Evidence Based Investing is Dead. Long Live Evidence Based Investing! Part 1
Membership required
Membership is now required to use this feature. To learn more:
View Membership BenefitsAdvisor Perspectives welcomes guest contributions. The views presented here do not necessarily represent those of Advisor Perspectives.
Michael Edesess’ article, The Trend that is Ruining Finance Research, makes the case that financial research is flawed. In this two-part article series, I will examine the points that Edesess raised in some detail. His arguments have some merit. Importantly however, his article fails to undermine the value of finance research in general. Rather, his points serve to highlight that finance is a real profession that requires skills, education, and experience that differentiates professionals from laymen.
Edesess’ case against evidence-based inveesting rests on three general assertions. There is a very real issue with using a static t-statistic threshold when the number of independent tests becomes very large. Financial research is often conducted with a universe of securities that includes a large number of micro-cap and nano-cap stocks. These stocks often do not trade regularly, and exhibit large overnight jumps in prices. They are also illiquid and costly to trade. Third, the regression models used in most financial research are poorly calibrated to form conclusions on non-stationary financial data with large outliers.
This article will explore the issues around the latter two challenges. My next article will tackle the “p-hacking” issue in finance, and propose a framework to help those who embrace evidence-based investing to make judicious decisions based on a more thoughtful interpretation of finance research.

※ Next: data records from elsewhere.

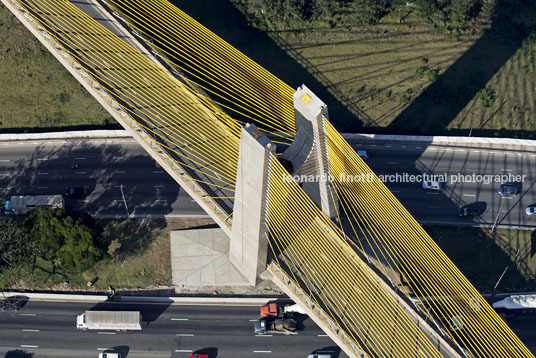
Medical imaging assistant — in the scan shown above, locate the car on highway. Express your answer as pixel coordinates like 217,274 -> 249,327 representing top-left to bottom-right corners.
0,301 -> 19,312
527,206 -> 536,216
307,353 -> 332,358
458,205 -> 482,218
64,186 -> 89,198
188,354 -> 209,358
422,181 -> 444,190
357,150 -> 369,160
99,353 -> 120,358
498,183 -> 518,198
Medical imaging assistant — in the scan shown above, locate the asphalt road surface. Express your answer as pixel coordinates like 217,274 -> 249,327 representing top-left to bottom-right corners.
1,138 -> 535,229
350,139 -> 536,229
0,300 -> 347,358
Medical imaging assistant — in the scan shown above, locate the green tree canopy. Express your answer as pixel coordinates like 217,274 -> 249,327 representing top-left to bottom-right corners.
0,218 -> 35,269
25,207 -> 104,271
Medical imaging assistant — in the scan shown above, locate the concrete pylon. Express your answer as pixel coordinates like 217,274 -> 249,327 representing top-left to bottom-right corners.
229,123 -> 275,285
281,84 -> 338,219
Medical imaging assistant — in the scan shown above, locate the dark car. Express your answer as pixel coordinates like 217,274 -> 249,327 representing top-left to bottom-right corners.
458,205 -> 481,218
498,183 -> 518,198
64,186 -> 89,198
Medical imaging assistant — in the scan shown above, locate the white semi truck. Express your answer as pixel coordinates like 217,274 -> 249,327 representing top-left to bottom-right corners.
4,195 -> 64,215
76,311 -> 142,331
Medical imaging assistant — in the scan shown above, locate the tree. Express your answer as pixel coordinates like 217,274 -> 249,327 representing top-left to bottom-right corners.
415,0 -> 439,20
26,207 -> 104,271
350,0 -> 390,25
0,218 -> 35,269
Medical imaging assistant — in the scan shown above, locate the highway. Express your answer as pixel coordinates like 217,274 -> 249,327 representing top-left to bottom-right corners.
0,300 -> 346,358
351,139 -> 536,228
0,137 -> 535,229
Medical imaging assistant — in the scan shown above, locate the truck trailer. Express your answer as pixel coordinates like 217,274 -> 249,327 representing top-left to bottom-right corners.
76,311 -> 142,331
4,195 -> 64,215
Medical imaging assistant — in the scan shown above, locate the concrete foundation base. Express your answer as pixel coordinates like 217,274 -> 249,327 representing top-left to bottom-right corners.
170,228 -> 252,287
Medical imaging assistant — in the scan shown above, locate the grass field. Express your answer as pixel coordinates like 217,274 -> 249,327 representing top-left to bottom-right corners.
0,218 -> 213,291
209,1 -> 536,136
0,4 -> 113,131
426,226 -> 536,293
1,1 -> 534,136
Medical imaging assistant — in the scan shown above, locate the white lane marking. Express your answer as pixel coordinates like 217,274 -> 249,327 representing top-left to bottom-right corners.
155,200 -> 167,203
425,192 -> 439,195
113,156 -> 124,160
97,332 -> 116,335
463,194 -> 476,197
387,162 -> 398,165
17,142 -> 24,145
473,150 -> 480,153
318,334 -> 328,337
75,171 -> 87,174
19,313 -> 36,316
254,351 -> 272,353
0,174 -> 9,176
114,171 -> 126,174
176,334 -> 194,337
75,157 -> 86,160
255,334 -> 273,337
502,210 -> 509,213
20,345 -> 38,348
77,200 -> 89,203
37,172 -> 48,175
249,319 -> 257,322
154,185 -> 165,188
153,170 -> 164,174
97,348 -> 109,351
385,145 -> 392,148
22,329 -> 40,332
175,350 -> 193,353
0,159 -> 10,162
0,187 -> 11,190
502,169 -> 512,172
37,186 -> 48,189
455,149 -> 465,152
37,158 -> 48,161
171,318 -> 188,321
415,146 -> 422,149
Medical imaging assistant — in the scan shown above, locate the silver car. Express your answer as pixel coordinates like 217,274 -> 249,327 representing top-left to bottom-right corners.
526,206 -> 536,216
422,181 -> 444,190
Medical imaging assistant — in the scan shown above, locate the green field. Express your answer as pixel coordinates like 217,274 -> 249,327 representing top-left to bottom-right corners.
0,218 -> 211,291
0,4 -> 113,131
1,1 -> 534,137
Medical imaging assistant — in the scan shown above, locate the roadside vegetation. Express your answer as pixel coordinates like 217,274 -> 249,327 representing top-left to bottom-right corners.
426,225 -> 536,293
0,208 -> 212,291
0,4 -> 113,131
226,0 -> 536,136
2,1 -> 534,137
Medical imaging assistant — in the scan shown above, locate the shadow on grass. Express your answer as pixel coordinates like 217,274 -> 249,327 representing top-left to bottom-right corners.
168,0 -> 364,133
388,0 -> 536,135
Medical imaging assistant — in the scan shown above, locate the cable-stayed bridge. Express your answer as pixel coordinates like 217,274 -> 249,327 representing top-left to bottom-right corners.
2,0 -> 532,356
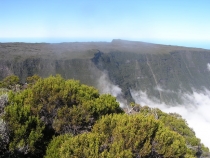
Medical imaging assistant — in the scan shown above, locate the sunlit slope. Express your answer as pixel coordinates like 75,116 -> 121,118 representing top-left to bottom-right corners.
1,39 -> 210,103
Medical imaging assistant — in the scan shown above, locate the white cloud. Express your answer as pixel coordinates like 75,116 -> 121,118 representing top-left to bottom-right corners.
131,89 -> 210,148
96,72 -> 127,107
207,63 -> 210,71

An un-investable investment universe
A large proportion of finance studies perform their analysis with a universe of stocks that is practically un-investable for most investors. That’s because they include stocks with very small market capitalizations. In fact, the top 1,000 stocks by market capitalization represent over 93% of the total aggregate market capitalization of all U.S. stocks. This means the bottom 3,000 or so stocks account for just 7% of total market capitalization. The median market cap of a stock in the bottom half of the market capitalization distribution is just over $1billion.
Figure 1. Cumulative proportion of U.S. market capitalization
Source: Blackrock
Mathematically, only a very small portion of investment capital can be deployed outside the top 1,000 or so stocks. Smaller stocks are also much less liquid, with less frequent trading, high bid-ask spreads and larger overnight volatility. Moreover, these companies tend to trade at low prices, which means trading costs are larger for institutions who pay commissions on a per-share basis.
For these reasons, practitioner-oriented studies should include sections on inefficiencies in larger and smaller companies. And many do. In particular, many of the papers from AQR break down the performance of anomalies into effects among large (top 30% by market cap), mid (middle 40% by market cap) and small (lowest 30% by market cap) companies. The paper “The Role of Shorting, Firm Size, and Time on Market Anomalies” by Israel and Moskowitz at AQR focused specifically on this topic. Figure 2 below shows the results for traditional value and momentum factor portfolios for five different market capitalization buckets from 1926-2011.
Figure 2. Performance of value and momentum factor portfolios conditioned on market capitalization
Source: Israel, R., and T. Moskowitz. “The Role of Shorting, Firm Size, and Time on Market Anomalies.”
Journal of Financial Economics, Vol. 108, No. 2 (2013)
Many readers may be surprised at the results. The red circles show the long-short factor returns for the largest 20% of firms by market capitalization. The value factor for the largest capitalization bucket produced 3.7% excess average annual returns, with a t-stat of just 1.9, which is not quite statistically significant. On the other hand momentum produced 7.49% average annual excess returns with a highly significant t-stat of 2.95 (more on t-stats below). Regression alphas in green circles were more grim for large-cap value, with a t-stat of just 1.14, while large-cap momentum has produced over 10% average annual alpha with a very significant t-stat of 4.23 (more on regression below).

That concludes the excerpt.